POMPEII
**
Director: Paul W.S. Anderson
Screenwriters: Janet Scott Batchler, Lee Batchler and Michael Robert Johnson
Principal cast:
Kit Harington
Emily Browning
Adewale Akinnuoye-Agbaje
Kiefer Sutherland
Sasha Roiz
Dylan Schombing
Country: USA/Germany/Canada
Classification: M
Runtime: 105 mins.
Australian release date: 20 March 2014
The question has to be asked, “Does 3D make epic disaster films any better?” In the case of Paul W. S. Anderson’s Pompeii, the answer is, “No!” If anything, it added to the disappointment as the special effects were plentiful but, regrettably, a bit cheesy in places and not as thrilling as they could have been. Admittedly, there were a couple of moments when one dodged a missile in the dark, but they weren’t enough to compensate for the effects’ overall lack of veracity. It’s hard to accept a storm of fireballs raining down on Pompeii during the eruption of Mount Vesuvius in 79AD, when it is widely known that the debris that buried the ancient city was mainly made up of ash and pumice, not burning boulders. It’s also a little hard to accept that, while said fireballs are smashing buildings and ships to splinters, the roads are clear enough to drive a chariot through town!
The film opens with a potted history of the bloody background of Milo (Kit Harington), a young Celt who is captured in Britain and enslaved after his tribe has been slaughtered by a battalion of Romans led by Corvus (Kiefer Sutherland). Many years later Milo, now a gladiator, has to fight for his life in combat with a formidable opponent Atticus (Adewale Akinnuoye-Agbaje), who becomes his unlikely ally in his quest for freedom. Milo falls in love with Cassia (Aussie actress Emily Browning), the unattainable daughter of Pompeii’s ruling family. Unfortunately Corvus, now a Roman senator (who, for some weird reason, speaks with a very contrived plum in his mouth), has also fallen for Cassia, following her to Pompeii from Rome, and he’s not about to let her run off into the sunset with a Celtic slave!
For lovers of sword-and-sandal epics, Pompeii does have moments of high drama but, while saying that, the plot is corny and the situations often unbelievable. Possibly the filmmakers were so concerned with the technical difficulties of bringing Vesuvius to life that they neglected the script. Certainly, recreating the eruption of one of Europe’s largest volcanoes and the subsequent total destruction of a city, was always going to be difficult to bring successfully to the screen. Still, one can’t help but feel that at times the actors were just going through the motions because the emphasis was placed on the special effects; maybe that’s a consequence of acting against a green screen. Clinton Shorter’s rousing score helps things along, though, as does Michele Conroy’s fast-paced edit.
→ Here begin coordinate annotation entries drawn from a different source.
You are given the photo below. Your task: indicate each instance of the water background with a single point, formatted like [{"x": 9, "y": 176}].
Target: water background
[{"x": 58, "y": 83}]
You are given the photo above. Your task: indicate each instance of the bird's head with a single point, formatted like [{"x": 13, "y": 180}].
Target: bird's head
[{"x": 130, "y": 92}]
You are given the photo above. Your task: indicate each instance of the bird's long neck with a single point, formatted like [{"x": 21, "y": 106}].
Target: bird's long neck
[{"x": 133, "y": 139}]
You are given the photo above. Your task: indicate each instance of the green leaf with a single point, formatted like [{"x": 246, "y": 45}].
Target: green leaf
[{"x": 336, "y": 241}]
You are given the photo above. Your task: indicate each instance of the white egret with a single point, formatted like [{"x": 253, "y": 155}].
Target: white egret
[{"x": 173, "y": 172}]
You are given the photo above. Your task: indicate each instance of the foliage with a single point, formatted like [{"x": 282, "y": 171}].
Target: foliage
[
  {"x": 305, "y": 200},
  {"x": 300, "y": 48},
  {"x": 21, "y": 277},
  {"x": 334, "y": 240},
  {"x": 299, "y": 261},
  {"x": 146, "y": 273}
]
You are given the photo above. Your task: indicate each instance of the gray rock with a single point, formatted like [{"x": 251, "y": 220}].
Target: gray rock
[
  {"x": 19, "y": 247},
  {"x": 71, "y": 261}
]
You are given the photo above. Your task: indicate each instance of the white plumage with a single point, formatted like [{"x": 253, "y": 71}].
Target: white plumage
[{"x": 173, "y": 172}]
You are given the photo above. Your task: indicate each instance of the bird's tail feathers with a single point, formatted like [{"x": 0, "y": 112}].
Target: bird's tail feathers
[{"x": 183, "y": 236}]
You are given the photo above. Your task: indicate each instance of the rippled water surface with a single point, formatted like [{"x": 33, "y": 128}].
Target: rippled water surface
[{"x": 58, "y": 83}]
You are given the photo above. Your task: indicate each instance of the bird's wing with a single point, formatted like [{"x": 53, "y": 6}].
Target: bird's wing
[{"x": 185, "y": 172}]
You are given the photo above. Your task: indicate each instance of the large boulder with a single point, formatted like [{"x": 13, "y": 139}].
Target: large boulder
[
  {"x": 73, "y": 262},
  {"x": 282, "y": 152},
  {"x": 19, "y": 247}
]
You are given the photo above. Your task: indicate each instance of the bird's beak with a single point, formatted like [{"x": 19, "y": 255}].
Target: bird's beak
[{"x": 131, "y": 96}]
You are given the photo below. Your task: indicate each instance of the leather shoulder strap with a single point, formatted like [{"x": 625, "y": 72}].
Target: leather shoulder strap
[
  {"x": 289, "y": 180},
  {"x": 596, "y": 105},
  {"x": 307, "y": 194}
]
Anderson and his long-time producer partner Jeremy Bolt (who worked with him on the Resident Evil series), spent a number of years plotting how to enter into the 3D market and came to the conclusion that an epic disaster movie was the key to success. Hopefully this is a practice run and next time the results will be more rewarding. It definitely doesn’t match up to Bolt’s promise that the audience would be subjected to, “…a spectacle worthy of a Roman amphitheatre.” Perhaps Pompeii would have been better left covered in a cloud of volcanic ash.